Thursday, February 17, 2011

Anti social networking


The important thing is not to feel anything out of the public eye.

I kind of, totally hate facebook. But I’m on there for a reason. And I don’t mean there’s a reason I go to the site, rather there’s a reason I don’t give in to any of my frequent whims to delete my account and never look back. Although ‘whim’ sounds a little too pleasant, it’s more like an anti-whim of disgust, not a whimsical whim of delight.

I may not like that voyeuristic blackhole, but it’s such a significant part of our culture that I have to understand it. The annoying part is that unlike my twitter and tumblr accounts, I can’t base my facebook account on something that interests or amuses me (in fact, I’m mostly able to enjoy twitter because my personal account is limited to people I’m genuinely interested in, while my considerably more popular non-personal account is all about a topic I’m personally--not professionally--interested in).

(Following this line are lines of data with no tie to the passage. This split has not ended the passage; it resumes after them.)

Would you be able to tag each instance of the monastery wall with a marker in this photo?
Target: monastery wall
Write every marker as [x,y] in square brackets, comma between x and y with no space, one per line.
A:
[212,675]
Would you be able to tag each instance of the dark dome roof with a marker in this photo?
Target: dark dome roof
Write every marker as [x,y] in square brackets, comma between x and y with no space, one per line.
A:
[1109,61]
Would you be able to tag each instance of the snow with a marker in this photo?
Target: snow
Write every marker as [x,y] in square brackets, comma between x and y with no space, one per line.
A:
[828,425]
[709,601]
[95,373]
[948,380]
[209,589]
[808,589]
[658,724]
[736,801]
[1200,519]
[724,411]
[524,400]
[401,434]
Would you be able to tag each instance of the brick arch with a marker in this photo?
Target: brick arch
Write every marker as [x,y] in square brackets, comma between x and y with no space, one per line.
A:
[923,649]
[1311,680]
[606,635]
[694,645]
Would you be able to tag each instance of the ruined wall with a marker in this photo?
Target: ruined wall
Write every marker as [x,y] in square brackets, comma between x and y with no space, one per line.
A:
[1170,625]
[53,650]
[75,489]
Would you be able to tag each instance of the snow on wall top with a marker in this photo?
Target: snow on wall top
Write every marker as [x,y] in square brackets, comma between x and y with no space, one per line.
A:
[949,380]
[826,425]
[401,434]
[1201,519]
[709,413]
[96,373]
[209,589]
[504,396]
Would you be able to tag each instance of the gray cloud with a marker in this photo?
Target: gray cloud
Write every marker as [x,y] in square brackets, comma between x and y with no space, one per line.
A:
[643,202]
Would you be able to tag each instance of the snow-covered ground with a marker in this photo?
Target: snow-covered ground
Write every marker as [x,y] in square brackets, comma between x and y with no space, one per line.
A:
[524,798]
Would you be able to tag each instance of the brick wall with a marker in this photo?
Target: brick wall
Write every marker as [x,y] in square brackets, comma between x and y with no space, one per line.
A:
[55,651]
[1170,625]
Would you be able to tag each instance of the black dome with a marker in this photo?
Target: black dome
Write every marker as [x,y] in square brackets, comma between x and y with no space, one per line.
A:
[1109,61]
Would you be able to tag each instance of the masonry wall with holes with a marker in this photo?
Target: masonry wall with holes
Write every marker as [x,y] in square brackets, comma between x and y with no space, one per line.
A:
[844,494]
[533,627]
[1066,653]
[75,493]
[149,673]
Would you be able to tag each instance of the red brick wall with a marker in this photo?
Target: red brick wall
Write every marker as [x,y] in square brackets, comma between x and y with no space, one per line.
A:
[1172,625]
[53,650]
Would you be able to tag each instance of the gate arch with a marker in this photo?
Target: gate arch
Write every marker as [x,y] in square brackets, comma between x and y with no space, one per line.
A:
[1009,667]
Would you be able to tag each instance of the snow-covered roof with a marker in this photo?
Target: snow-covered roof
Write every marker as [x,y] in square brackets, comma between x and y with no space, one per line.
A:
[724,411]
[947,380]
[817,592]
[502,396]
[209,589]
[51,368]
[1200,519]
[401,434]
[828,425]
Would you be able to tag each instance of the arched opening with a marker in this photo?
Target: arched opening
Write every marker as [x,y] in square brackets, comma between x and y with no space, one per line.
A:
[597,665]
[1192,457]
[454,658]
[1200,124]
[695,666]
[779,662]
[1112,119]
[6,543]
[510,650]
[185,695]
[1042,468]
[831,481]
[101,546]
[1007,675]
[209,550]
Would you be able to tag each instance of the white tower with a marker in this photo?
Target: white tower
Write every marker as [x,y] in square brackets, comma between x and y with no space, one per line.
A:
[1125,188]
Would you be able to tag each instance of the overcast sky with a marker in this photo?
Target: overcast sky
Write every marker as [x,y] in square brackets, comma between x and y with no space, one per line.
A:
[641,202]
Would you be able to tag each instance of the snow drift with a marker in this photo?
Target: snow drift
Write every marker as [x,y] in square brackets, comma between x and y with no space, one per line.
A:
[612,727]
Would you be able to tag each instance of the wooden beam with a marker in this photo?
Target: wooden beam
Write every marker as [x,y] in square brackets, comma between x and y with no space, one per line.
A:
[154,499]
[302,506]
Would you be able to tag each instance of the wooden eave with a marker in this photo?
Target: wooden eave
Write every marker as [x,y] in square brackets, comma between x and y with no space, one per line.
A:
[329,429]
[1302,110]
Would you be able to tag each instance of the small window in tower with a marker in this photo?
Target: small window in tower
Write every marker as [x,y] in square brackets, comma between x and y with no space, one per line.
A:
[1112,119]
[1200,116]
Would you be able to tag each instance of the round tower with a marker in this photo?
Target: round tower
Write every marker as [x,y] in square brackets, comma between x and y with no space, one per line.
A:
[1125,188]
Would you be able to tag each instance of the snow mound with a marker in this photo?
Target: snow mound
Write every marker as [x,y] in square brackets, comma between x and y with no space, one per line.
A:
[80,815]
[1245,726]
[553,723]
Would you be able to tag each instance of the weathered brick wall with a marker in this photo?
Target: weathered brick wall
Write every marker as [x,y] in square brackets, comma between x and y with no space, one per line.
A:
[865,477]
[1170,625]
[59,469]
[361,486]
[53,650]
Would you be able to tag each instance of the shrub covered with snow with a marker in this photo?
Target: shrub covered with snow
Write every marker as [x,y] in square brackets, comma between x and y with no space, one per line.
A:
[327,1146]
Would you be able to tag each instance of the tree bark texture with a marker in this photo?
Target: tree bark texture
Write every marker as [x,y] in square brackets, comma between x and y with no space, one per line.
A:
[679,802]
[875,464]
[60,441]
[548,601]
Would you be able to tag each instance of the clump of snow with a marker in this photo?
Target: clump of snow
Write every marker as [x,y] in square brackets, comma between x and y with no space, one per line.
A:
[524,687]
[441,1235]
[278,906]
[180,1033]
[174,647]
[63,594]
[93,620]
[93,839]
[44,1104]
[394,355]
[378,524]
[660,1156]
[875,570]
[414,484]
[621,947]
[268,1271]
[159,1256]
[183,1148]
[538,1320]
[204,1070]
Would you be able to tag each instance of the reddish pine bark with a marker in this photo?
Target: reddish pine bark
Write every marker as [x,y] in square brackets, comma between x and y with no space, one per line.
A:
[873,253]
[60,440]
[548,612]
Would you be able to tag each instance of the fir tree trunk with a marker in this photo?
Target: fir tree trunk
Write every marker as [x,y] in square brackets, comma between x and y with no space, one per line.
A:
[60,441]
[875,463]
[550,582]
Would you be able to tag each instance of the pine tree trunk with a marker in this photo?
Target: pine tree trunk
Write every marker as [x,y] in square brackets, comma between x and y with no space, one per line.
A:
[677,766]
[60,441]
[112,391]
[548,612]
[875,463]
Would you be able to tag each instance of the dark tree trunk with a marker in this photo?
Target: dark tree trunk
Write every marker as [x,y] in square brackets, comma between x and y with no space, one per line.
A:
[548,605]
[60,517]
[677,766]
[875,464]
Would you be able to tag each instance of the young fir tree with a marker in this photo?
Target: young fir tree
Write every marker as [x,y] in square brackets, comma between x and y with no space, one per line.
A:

The first reason I hate facebook is that it entangles you with people you don’t even care about. I was looking recently at the “people you may know” and there were a few people listed who I thought I was friends with (bullshit facebook friends, I mean, not actual friends). But still there’s a twinge of rejection, and as I sat there thinking, Wait, wait, you assholes actually unfriended me? And I don’t know that, maybe I never added them. But I wondered, WHY DO I CARE? These are people who live in other parts of the country and I wouldn’t even call if I were visiting the towns where they live. And yet I let this annoying technology keep them in the periphery of my life when in reality, I should already be struggling to remember their names.

The second reason is the oversharing. It’s something we joke about as though it’s an unstoppable force, but the way that the entire concept of privacy is disappearing from our lives? That’s not an earthquake or a tidal wave, we are 100% responsible for it. But I understand, I don’t want to be the one who comments, “People you went to camp with when you were 11 don’t want to hear your emotionally raw breakdowns. You just made me uncomfortable.” I’m not even going to say the worst thing that someone on my friends’ list ever posted--I’ll just say it was a photo that was so inappropriate, honestly, it would make you uncomfortable just reading about it (that should establish that it wasn’t about nudity or even sexual in nature, right?).